Following the horse’s death, I had to learn to ride Tony. By then Tony was a full-of-life three year-old quarterhorse that had been broken to ride and in a year or so would be trained to pull me to school on a cart.

I didn’t appreciate it, but Tony looked after me. Early in our relationship he decided he should only trot and never gallop when carrying a little boy. Oh how my side did ache and my lunch was homoginzed after that nearly two-mile trot to school. He would gallop for other riders but never for me. It was willingness to trot that encouraged my father to build a cart and break him to drive.

Sunday I watched a social media video showing a little boy trying to climb astride a horse like Tony. I marvelled as the youngster tried and tried to pull himself into the saddle only to lose his grip and fall back. After several scuttled tries, he made it. The video reminded me of how hard it was at age 7 to get onto Tony.

I envied my Uncle Glen who could mount Tony in one jump. If I the saddle was cinched up tight, Glen would grap the saddle horn with two hands and leap onto the horse’s back. With my short legs, I would try and try but never made it without a boost.

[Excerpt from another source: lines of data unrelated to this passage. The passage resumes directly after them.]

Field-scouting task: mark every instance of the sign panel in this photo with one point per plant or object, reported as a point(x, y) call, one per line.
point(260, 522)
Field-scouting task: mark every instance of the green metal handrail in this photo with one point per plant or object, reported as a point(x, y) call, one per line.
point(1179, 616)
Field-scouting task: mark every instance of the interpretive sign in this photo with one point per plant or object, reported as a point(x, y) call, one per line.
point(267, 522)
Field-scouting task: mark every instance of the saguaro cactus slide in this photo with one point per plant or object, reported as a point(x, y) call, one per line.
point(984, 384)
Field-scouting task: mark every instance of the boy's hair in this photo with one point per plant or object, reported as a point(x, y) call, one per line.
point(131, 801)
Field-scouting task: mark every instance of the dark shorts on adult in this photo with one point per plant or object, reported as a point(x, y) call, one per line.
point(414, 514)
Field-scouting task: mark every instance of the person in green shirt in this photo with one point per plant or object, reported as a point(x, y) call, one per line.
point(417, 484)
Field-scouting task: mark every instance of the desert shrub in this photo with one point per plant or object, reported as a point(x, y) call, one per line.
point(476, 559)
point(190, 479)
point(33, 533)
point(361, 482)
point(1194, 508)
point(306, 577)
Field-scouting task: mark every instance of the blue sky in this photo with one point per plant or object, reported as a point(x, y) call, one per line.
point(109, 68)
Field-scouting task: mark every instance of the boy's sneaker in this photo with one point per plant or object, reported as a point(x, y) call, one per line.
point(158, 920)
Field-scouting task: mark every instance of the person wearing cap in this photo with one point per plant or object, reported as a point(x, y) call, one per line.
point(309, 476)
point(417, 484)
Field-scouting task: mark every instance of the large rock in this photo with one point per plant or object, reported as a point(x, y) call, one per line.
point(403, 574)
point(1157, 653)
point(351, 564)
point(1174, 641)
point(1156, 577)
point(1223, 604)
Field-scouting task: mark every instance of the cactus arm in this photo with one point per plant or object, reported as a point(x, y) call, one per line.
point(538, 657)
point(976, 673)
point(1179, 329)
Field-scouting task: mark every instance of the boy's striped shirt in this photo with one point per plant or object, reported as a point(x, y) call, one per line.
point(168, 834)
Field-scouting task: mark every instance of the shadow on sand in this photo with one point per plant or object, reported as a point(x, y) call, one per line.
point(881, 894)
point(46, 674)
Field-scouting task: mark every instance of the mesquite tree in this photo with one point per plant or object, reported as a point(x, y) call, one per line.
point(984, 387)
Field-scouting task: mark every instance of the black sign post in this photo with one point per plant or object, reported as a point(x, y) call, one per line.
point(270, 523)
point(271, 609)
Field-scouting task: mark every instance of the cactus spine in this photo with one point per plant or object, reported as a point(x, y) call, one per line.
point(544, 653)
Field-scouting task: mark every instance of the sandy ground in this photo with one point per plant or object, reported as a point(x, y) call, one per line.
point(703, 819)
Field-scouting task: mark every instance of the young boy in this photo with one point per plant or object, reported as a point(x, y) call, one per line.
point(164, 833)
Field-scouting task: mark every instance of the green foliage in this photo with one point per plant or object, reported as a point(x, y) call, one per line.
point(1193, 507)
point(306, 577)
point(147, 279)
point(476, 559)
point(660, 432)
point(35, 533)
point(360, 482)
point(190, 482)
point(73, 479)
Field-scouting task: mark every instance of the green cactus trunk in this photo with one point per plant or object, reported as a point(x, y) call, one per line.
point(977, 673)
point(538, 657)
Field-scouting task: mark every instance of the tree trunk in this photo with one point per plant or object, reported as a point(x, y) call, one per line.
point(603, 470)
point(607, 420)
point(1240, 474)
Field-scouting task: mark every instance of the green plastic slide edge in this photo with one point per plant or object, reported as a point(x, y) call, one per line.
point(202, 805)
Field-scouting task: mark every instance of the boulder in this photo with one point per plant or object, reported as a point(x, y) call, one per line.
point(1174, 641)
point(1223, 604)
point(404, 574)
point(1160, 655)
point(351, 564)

Near the horse lot there was an overturned stock tank that I routinely used as a mounting stool. By first climbing onto the tank, I got enough height I could reach a stirrup and eventually make it onto the saddle.

Away from home, I had to improvise. I would look for a grader ditch, pasture bank or cow path for a height advantage. I never let my father see me do it for he would have said I was breaking down the fence, but I sometimes used barb-wire fences. If the wire was tight and I got near a post, I could use the wire as a ladder and hopefully get on before the wire broke or a steeple pulled out. I assure you, it was never fun getting that close to a barb wire fence for the barbs were intent on finding an opportunity to snag me.

Over the years the horses changed butthere was one constant. I had trouble getting the lead out of my feet.

One day I was trying to use an old railroad tie for the needed stool while mounting bareback. I had tried and failed several times before the horse grew impatient and decided to help. As I jumped, the horse reached around and nipped me. The nip left an ugly bruise but I didn’t mind that as much as I did what happened next. I was so startled I jumped over the horse and landed in a cow paddy.

The horse only added insult to injury when she looked down at me on the ground. From the look in her eyes I’m sure if the horse could have talked she would have asked, “If you can jump like that, why didn’t you get on a long time ago. We need to be on our way and get this useless trip over with so I can go back to the pasture where I belong.”